ABSTRACT
Purpose
When first-line chronic rhinosinusitis (CRS) treatment fails, patients can either be treated with oral or injected systemic corticosteroids. Although the EPOS and international guidelines for CRS do not mention injected corticosteroids, it is commonly used by ear, nose, and throat specialists. While the risks of systemic corticosteroids, in general, are known, the pros and cons of injected and oral corticosteroids (OCS) in CRS treatment are unclear.
Methods
A systematic review of studies that report the effects and/or side effects of injected and oral corticosteroids in the treatment of CRS was made according to the PRISMA guidelines.
Results
Altogether, 48 studies were included, only five studies reported on injected corticosteroids, and five attended with side effects. Three studies found beneficial effects of OCS perioperatively on sinus surgery, while four articles found no effect. Nineteen articles reported that OCS resulted in an improvement in symptoms. Two articles presented a longer-lasting effect of injected corticosteroids than OCS. Three studies reported adverse side effects of systemic corticosteroids, while two studies showed no adverse side effects. One study showed less adrenal suppression after injected corticosteroids compared to OCS. The evidence is not strong but shows a positive effect of systemic corticosteroids that lasts longer with injections.
Conclusion
Although systemic corticosteroids are widely used to treat CRS, there is a lack of studies comparing the OCS and injected corticosteroids. The evidence is sparse, however, injected steroids show longer effects with fewer side effects. An RCT study is needed to compare OCS and injected corticosteroids.
Introduction
Chronic rhinosinusitis (CRS) is a highly prevalent inflammatory disease of the upper airways.

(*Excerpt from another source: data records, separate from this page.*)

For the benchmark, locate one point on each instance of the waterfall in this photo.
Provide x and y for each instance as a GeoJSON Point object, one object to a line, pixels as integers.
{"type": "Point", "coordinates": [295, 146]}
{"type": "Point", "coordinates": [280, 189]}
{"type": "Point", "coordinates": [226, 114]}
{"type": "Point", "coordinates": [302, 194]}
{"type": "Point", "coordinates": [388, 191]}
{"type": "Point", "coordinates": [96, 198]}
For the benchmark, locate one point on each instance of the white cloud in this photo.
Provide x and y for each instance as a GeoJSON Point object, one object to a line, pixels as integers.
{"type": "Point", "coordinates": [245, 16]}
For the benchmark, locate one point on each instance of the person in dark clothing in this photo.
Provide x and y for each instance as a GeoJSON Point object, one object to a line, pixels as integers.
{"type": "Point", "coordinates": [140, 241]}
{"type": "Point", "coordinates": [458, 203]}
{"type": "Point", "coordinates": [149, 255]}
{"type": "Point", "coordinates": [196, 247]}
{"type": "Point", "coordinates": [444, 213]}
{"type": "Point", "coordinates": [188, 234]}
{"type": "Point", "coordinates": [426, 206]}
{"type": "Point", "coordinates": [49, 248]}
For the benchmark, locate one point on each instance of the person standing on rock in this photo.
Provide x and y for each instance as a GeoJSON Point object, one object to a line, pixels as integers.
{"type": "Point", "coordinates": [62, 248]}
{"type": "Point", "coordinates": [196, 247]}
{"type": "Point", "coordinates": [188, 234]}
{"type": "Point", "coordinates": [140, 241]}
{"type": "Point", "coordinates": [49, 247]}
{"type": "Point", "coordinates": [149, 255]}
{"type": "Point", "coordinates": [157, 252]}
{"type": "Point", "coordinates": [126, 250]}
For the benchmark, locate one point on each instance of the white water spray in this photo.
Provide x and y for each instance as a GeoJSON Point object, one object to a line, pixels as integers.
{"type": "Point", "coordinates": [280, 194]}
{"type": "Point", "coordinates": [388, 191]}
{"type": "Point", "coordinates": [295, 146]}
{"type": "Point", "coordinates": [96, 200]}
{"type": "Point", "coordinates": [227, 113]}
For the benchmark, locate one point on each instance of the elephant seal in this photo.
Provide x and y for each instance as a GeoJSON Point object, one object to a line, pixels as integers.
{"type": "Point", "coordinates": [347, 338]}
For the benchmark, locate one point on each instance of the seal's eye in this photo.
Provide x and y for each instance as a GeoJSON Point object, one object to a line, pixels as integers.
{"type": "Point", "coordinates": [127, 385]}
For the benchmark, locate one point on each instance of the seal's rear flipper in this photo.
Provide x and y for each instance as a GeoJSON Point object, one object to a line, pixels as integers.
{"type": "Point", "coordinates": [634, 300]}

CRS can be challenging to treat, and appropriate use of medical treatments is required to optimize patients’ daily functions and their quality of life (QoL). When patients have tried and failed standard local treatment or still have severe symptoms (VAS ≥5), treatment with a short course of systemic steroids may be used [Citation3–5].
Treatment with systemic corticosteroids almost always results in an improvement of symptoms, by reducing the inflammatory response, reducing polyp size, re-establishing normal mucosal function, and thereby improving sinus drainage and improving nasal airflow and reducing obstruction of the olfactory area; however, often the effect is transient [Citation3]. When corticosteroid injections are chosen as the treatment plan for CRS 14 mg of Betamethasone (Diprofos ®) is used as a single injection in Denmark, which compares to 88 mg equivalent dose of prednisolone (). When OCS is used, a 14-day treatment plan with 50 mg prednisolone daily (700 mg in total) could be chosen [Citation7]. New treatment options with monoclonal antibodies (biologicals) may in some countries be offered to CRS with nasal polyps (CRSwNP) to avoid the use of systemic corticosteroids or revision sinus surgery.
Table 1. Characteristics of various corticosteroids [Citation8].
The risks of adverse side effects heighten with increasing cumulative exposure and increasing mean daily exposure to systemic corticosteroids [Citation9]. The short- and long-term risks are summarized in . Even though systemic corticosteroids are recommended as standard treatment for CRS, there seems to be a lack of recommendations concerning the choice of drug, choice of treatment method (injection or oral corticosteroids (OCS)), dose, and duration of treatment. OCS is only sparsely mentioned in the 2020 edition of the European Position Paper on Rhinosinusitis and Nasal Polyps (EPOS) and corticosteroid injections are not mentioned at all [Citation3]. Therefore, this review was made in an attempt to enhance the EPOS guidelines with a focus on the current evidence of effects and side effects of treating CRS with systemic corticosteroids and especially injected corticosteroids.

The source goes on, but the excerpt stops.